The point is this is a fairly common problem and you could bet that a lotof software developers have already thought about and solved this problem.

关键是这是一个相当普遍的问题,您可以打赌,很多软件开发人员已经考虑并解决了这个问题。

回答by Jon Galloway

I agree with @NotMyself. FileHelpersis well tested and handles all kinds of edge cases that you'll eventually have to deal with if you do it yourself. Take a look at what FileHelpers does and only write your own if you're absolutely sure that either (1) you will never need to handle the edge cases FileHelpers does, or (2) you love writing this kind of stuff and are going to be overjoyed when you have to parse stuff like this:

我同意@NotMyselfFileHelpers已经过充分测试,可以处理如果您自己动手,最终将不得不处理的各种边缘情况。看看 FileHelpers 做了什么,并且只有在您绝对确定(1)您永远不需要处理 FileHelpers 所做的边缘情况,或者(2)您喜欢编写此类东西并且将要编写自己的文件时才编写自己的当你必须解析这样的东西时会欣喜若狂:

1,"Bill","Smith","Supervisor", "No Comment"

1、“比尔”、“史密斯”、“主管”、“无可奉告”

2 , 'Drake,' , 'O'Malley',"Janitor,

2、'德雷克'、'奥马利'、“看门人”

Oops, I'm not quoted and I'm on a new line!

哎呀,我没有被引用,我在一个新的行!

回答by Kevin

Use an OleDB connection.

使用 OleDB 连接。

String sConnectionString = "Provider=Microsoft.Jet.OLEDB.4.0;Data Source=C:\InputDirectory\;Extended Properties='text;HDR=Yes;FMT=Delimited'";
OleDbConnection objConn = new OleDbConnection(sConnectionString);
objConn.Open();
DataTable dt = new DataTable();
OleDbCommand objCmdSelect = new OleDbCommand("SELECT * FROM file.csv", objConn);
OleDbDataAdapter objAdapter1 = new OleDbDataAdapter();
objAdapter1.SelectCommand = objCmdSelect;
objAdapter1.Fill(dt);
objConn.Close();

回答by MarkJ

Microsoft's TextFieldParseris stable and follows RFC 4180for CSV files. Don't be put off by the Microsoft.VisualBasicnamespace; it's a standard component in the .NET Framework, just add a reference to the global Microsoft.VisualBasicassembly.

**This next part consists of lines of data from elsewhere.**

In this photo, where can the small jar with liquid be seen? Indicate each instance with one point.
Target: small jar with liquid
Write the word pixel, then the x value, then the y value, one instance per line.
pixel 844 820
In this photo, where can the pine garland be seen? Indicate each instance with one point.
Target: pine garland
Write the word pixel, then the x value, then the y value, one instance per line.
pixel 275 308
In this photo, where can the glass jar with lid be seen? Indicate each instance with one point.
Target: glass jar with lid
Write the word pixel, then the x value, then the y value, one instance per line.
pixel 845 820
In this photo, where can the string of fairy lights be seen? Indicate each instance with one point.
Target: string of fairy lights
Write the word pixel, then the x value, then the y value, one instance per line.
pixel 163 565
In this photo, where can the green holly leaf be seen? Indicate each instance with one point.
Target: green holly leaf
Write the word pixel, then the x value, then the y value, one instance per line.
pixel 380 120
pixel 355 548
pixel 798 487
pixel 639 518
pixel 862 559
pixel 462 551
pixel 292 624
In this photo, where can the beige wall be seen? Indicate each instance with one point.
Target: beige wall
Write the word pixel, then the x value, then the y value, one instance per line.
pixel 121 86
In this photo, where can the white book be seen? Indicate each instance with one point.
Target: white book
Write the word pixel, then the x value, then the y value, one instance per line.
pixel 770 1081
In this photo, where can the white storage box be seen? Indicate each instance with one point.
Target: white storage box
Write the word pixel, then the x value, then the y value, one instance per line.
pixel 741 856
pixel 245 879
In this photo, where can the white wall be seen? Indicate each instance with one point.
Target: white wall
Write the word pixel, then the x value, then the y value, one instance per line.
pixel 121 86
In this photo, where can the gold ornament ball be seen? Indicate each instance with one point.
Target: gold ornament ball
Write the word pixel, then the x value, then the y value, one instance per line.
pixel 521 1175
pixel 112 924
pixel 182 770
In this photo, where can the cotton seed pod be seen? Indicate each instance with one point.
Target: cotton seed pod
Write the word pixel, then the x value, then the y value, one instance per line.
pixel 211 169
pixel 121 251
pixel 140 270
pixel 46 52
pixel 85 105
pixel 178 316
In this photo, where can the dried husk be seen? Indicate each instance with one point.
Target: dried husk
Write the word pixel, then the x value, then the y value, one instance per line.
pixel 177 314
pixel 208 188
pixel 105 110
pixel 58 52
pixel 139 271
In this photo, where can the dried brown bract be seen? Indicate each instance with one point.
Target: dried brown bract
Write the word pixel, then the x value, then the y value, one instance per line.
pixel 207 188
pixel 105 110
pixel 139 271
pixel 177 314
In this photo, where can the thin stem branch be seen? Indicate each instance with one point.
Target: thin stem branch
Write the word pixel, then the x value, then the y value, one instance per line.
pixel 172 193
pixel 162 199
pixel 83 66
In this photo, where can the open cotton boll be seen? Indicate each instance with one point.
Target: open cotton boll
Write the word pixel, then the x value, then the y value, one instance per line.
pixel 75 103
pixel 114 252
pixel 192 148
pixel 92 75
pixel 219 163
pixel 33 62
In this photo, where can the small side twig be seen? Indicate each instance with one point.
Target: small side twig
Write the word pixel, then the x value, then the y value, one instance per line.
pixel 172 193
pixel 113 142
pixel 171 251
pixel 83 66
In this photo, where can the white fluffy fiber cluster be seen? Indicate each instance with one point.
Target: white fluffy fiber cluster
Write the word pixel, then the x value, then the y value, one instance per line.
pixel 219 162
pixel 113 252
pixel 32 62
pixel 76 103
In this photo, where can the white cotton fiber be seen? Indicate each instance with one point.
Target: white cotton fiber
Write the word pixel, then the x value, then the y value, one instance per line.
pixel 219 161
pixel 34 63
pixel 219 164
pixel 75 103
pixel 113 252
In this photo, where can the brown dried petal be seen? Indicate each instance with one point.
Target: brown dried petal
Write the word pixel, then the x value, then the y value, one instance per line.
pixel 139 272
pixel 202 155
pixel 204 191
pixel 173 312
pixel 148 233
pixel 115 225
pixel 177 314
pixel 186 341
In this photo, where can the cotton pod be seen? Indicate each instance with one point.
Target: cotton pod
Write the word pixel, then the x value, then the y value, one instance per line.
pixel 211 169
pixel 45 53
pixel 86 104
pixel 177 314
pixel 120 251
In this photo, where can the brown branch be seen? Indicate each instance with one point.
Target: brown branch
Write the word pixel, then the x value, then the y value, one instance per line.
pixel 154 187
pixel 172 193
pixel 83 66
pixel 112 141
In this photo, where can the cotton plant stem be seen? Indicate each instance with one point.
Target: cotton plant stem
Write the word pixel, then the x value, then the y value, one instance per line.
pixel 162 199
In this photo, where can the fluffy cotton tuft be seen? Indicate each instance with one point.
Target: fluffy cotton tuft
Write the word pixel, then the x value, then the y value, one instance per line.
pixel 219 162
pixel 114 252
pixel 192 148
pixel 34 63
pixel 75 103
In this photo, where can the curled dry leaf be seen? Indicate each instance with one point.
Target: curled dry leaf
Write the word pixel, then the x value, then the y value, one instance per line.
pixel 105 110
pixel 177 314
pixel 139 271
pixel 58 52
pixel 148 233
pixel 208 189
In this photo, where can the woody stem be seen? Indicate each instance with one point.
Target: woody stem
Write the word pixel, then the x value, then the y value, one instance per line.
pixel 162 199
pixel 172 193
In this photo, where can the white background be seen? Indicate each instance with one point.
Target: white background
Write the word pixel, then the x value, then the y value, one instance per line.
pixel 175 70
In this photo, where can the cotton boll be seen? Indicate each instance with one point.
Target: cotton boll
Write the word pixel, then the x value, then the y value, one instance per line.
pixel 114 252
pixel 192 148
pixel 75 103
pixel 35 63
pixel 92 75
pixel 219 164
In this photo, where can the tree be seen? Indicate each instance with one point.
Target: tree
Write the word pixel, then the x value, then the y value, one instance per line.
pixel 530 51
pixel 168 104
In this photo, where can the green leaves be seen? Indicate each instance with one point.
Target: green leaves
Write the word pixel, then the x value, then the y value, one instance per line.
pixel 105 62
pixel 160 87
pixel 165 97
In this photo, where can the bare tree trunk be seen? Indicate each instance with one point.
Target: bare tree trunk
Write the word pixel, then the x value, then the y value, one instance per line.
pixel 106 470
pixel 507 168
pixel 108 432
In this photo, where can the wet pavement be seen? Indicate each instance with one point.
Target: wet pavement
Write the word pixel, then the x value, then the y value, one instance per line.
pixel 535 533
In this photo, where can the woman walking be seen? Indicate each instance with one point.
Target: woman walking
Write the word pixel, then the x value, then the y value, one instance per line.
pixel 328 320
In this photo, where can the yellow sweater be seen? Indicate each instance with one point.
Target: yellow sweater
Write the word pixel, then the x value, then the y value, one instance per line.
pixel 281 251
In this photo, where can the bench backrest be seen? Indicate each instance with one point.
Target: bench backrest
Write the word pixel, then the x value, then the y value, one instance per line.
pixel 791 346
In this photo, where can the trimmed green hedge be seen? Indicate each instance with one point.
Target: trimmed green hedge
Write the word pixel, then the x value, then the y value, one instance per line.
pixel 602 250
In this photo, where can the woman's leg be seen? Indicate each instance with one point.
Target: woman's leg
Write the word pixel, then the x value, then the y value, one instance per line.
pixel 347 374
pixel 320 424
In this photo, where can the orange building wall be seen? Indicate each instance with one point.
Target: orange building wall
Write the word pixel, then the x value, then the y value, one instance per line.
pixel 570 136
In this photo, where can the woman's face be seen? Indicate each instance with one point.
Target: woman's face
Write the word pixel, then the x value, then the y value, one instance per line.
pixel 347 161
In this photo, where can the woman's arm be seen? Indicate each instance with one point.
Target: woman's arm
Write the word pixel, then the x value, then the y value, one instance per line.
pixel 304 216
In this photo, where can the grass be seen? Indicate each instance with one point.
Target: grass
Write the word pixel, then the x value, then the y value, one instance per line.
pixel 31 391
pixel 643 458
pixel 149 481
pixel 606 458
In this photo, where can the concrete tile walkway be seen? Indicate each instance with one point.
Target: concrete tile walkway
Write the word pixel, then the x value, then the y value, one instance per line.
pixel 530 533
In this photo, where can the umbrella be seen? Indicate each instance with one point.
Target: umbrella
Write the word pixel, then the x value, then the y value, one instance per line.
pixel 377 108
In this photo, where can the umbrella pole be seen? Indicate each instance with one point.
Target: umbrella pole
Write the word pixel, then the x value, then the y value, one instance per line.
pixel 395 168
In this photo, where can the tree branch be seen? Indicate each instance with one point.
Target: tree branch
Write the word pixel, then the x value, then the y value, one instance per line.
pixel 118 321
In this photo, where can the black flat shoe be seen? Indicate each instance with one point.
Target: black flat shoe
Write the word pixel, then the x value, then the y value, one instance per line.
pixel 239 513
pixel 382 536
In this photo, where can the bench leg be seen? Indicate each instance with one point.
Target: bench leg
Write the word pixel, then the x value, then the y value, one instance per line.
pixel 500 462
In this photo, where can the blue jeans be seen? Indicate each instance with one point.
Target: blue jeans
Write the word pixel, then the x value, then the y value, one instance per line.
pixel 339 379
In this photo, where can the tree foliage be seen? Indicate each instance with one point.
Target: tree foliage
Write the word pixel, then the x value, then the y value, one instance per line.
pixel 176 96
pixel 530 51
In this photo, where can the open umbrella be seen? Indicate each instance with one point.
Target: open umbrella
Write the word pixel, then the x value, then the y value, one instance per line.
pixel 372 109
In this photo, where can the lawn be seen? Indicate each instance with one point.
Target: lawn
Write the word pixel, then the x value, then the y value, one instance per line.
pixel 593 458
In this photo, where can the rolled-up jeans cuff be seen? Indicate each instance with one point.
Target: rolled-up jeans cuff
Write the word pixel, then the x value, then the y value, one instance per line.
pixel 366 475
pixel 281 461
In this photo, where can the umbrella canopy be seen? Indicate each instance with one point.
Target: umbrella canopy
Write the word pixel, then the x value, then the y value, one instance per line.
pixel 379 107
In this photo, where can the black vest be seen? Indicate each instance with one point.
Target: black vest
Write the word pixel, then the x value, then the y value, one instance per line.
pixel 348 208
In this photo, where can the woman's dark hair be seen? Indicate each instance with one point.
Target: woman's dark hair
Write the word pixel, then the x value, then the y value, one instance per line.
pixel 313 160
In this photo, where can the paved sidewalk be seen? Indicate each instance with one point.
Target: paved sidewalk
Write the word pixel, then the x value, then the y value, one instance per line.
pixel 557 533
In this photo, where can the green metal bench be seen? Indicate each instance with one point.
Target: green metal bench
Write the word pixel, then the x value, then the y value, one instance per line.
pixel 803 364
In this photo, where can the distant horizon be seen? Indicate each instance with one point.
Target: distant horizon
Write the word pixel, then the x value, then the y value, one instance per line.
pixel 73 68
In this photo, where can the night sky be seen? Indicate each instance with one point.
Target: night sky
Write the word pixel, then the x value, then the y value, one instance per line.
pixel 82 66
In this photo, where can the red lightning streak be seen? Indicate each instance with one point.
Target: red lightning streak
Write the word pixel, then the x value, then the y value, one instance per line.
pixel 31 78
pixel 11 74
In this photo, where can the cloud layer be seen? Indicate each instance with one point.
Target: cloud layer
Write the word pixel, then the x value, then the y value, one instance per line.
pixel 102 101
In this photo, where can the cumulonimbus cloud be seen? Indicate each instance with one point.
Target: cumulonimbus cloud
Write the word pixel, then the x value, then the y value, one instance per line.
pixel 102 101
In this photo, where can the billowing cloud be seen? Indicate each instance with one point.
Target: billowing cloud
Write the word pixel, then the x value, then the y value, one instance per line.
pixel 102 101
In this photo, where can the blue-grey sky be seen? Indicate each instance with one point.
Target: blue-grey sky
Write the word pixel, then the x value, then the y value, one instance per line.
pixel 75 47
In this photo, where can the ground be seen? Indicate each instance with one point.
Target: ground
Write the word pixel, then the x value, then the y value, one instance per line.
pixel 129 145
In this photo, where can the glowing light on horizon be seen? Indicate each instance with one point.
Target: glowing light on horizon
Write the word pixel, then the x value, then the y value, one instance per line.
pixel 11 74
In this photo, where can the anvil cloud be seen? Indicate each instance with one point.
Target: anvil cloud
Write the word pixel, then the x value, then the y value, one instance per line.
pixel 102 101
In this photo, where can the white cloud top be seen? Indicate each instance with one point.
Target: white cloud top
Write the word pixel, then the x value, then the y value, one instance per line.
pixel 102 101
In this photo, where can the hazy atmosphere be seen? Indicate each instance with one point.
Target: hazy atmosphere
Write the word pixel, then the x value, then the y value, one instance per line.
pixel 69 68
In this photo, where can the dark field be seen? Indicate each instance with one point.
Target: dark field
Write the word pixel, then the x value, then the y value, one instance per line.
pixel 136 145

Microsoft 的TextFieldParser是稳定的并且遵循RFC 4180的 CSV 文件。不要被Microsoft.VisualBasic命名空间推迟;它是 .NET Framework 中的标准组件,只需添加对全局Microsoft.VisualBasic程序集的引用即可。

If you're compiling for Windows (as opposed to Mono) and don't anticipate having to parse "broken" (non-RFC-compliant) CSV files, then this would be the obvious choice, as it's free, unrestricted, stable, and actively supported, most of which cannot be said for FileHelpers.

如果您正在为 Windows 编译(而不是 Mono)并且不期望必须解析“损坏的”(不符合 RFC 标准的)CSV 文件,那么这将是显而易见的选择,因为它是免费的、不受限制的、稳定的,并积极支持,其中大部分不能说 FileHelpers。

See also: How to: Read From Comma-Delimited Text Files in Visual Basicfor a VB code example.

另请参阅:如何:在 Visual Basic 中从逗号分隔的文本文件中读取VB 代码示例。